A quick survey of Mark 1-4 will orient us, to help us understand the story in its context. 1:14-15, John is in prison, encouraging people to believe the good news! Thus a fearful situation is used for encouragement to believe. 1:40, a leper, who is fearful but faithful, says you can make me clean, appealing to Jesus’ compassion. And throughout Mark chapters 1-4, there are multiple stories of fear and faith. Fear and faith often dwell side by side in the human heart. In fact, in the last phrase of the book, Mark 16:8 says, “they were afraid.” but that fear did not keep them from sharing their faith through the known world.
The Gospel of Mark challenges us to understand an important dynamic: Unresolved fear, angst, generic fear, abstract fear — is not normal for the Christian. Fear of (reverence for) God, yes. But the key is not to eliminate fear. The key is to become comfortable with a great Bible truth – faith and fear dwell side by side in the human heart.

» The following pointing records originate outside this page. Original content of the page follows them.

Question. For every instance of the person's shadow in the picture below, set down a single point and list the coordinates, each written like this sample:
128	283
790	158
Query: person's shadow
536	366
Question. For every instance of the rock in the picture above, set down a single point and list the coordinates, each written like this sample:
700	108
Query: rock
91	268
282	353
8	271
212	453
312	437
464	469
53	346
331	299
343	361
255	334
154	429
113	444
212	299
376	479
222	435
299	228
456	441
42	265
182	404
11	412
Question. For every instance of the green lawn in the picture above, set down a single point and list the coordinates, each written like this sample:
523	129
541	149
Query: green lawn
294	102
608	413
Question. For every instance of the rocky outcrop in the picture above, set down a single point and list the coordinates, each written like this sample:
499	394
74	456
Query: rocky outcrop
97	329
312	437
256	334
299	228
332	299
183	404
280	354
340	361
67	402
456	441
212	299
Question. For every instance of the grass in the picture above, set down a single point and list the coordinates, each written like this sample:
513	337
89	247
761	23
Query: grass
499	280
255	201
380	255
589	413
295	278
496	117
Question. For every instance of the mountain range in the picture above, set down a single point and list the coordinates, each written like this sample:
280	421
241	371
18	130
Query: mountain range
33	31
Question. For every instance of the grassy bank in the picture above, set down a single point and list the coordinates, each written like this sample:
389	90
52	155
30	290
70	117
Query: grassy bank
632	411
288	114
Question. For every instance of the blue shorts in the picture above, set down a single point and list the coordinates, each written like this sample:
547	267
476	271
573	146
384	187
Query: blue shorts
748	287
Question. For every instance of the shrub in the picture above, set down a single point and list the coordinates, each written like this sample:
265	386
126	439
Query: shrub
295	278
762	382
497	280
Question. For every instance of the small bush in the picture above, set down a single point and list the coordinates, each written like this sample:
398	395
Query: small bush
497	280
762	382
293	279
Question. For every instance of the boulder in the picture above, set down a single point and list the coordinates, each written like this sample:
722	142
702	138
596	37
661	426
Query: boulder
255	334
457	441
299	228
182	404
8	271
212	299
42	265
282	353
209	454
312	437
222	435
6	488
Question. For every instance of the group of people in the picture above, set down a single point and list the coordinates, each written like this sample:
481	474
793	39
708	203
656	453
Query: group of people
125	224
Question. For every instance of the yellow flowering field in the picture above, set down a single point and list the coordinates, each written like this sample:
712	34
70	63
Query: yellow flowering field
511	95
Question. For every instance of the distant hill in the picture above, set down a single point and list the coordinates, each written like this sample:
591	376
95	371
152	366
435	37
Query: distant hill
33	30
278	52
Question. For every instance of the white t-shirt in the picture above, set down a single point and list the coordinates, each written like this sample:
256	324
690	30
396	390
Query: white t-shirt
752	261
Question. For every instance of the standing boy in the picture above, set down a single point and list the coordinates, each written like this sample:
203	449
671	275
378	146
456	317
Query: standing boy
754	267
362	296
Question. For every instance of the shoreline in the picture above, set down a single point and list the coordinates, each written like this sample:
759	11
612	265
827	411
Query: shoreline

“I do believe, help me overcome my unbelief.”
To understand this truth, Mark 9 is helpful. Coming down from the Transfiguration, Jesus encounters a father with a convulsive son. 9:22, “if you can do anything, help us.” Jesus responded, “If you can? All is possible to believers.” The father’s words reflect great truth: “I do believe, help me overcome my unbelief.” Faith and unfaith—side by side. Christ-followers need to respond to the fearful situations of this life differently. The older, mature disciple John, 60 years after Jesus’ ministry writes, “Perfect love casts out fear,” 1 John 4. And this my friends is what we need to cling tightly to. We need to hold tight to God’s perfect love. We need to grab hold of it; ingest it; digest it; believe it; live it our in our every day lives? And when I understand this we will have made major progress toward dealing with fear, by using the power of faith.